Hey, I’m a white guy. My hands and face are light in color, so they stand out from most woodland scenes. The hands and head also move more than other body parts, and moving one’s bare hands and face is kind of like waving light-colored flags in the woods. Not exactly the best way to stay undetected.

After I began to be more successful in the woods while using the mask and gloves, I hunted that way for several years. But I’ve never really liked face masks… during warm weather, they’re hot. During cold weather, they can redirect your breath to fog up your glasses and/or scope. They restrict peripheral vision and lie uncomfortably on my face. They’re aggravating.

Even after drifting away from the use of face masks for deer hunting, I had managed to do okay… usually with a rifle, and usually at a distance.

Hunting Big Game Up Close

A few years ago, I got more interested in hunting big game with a handgun. This involved some failure, even though I was able to make accurate shots at long range when shooting at targets… shooting deer and hogs in the field is another matter. It was nice to add some extra challenge to the equation after taking many deer with rifles, but I really needed to get closer to my quarry. So, one day I ran across some camo make-up and painted my face. I also daubed some color on the backs of my hands, as I didn’t have any light-weight gloves. It was the first time I’d ever used camo makeup.

On that hunt, I took my first-ever handgun deer – at very short range. That deer and another one looked right up at me as I stood in a tree stand looking at them, and they never realized they were looking at a human. I knew I had found a winner.

Since then, I’ve used face paint often. I’m aware that some folks think I’m a nut – and if Dad was here he would most likely be the loudest complainer – but I don’t care. It works, and that’s what matters most.

How-To Use Face Paint

If you can make your face look like something else, that’s a plus. I’ve found that even squirrels recognize the human face for what it is, and they’ll freeze when you’re looking – then quickly dash behind a tree trunk to hide just as soon as you turn your head. Hiding your face from game definitely has the potential to increase success.

Let’s face it – using face paint isn’t difficult. You are seeking concealment, but you don’t have to go jungle-Jim and paint soldier-style green and black up to your eye sockets. You’re hiding from critters, and their eyes usually aren’t the best at discerning details. I generally use different colors and try to make sure the paint is not symmetrical, but removing the glare and adding a pattern of sorts to make your face appear less like an out-of-place blob in the woods is the main thing.

That’s why you see the Robertsons on Duck Dynasty simply smearing black make-up onto their faces. Yes, it’s just a gimmick when they’re doing public speaking with painted faces, but face paint really works to help hide hunters in a blind (duck or deer), and that’s why hunters started doing it.

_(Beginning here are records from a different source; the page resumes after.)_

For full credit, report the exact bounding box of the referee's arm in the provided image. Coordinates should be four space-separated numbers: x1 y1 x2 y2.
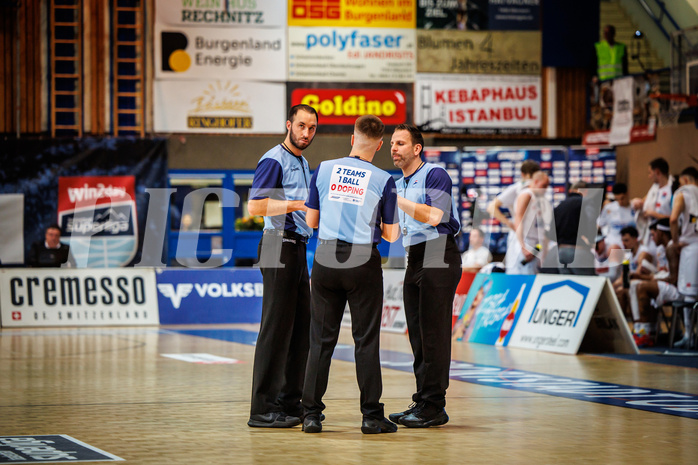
381 223 400 242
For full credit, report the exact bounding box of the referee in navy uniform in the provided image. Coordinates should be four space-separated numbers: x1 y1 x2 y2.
247 105 318 428
303 115 400 434
390 124 461 428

So don’t get too anal about how to apply camo makeup… just getting it on there is the main thing.

Covering your hands is also helpful. I like to use lightweight mesh gloves in warm weather, and glommitts in cold weather – but some paint on the backs of your hands can also help.

The Bottom Line

Does camouflage face paint makeup work? You bet it does. It can be an aggravation, but to me it’s well worth it. I’ll definitely keep using it in the woods, and have no doubt that it will continue to help me be more successful. And perhaps fewer people will think I’m nuts now that Duck Dynasty has shown face-painting

to the general public, and been rewarded by becoming the most popular reality show ever.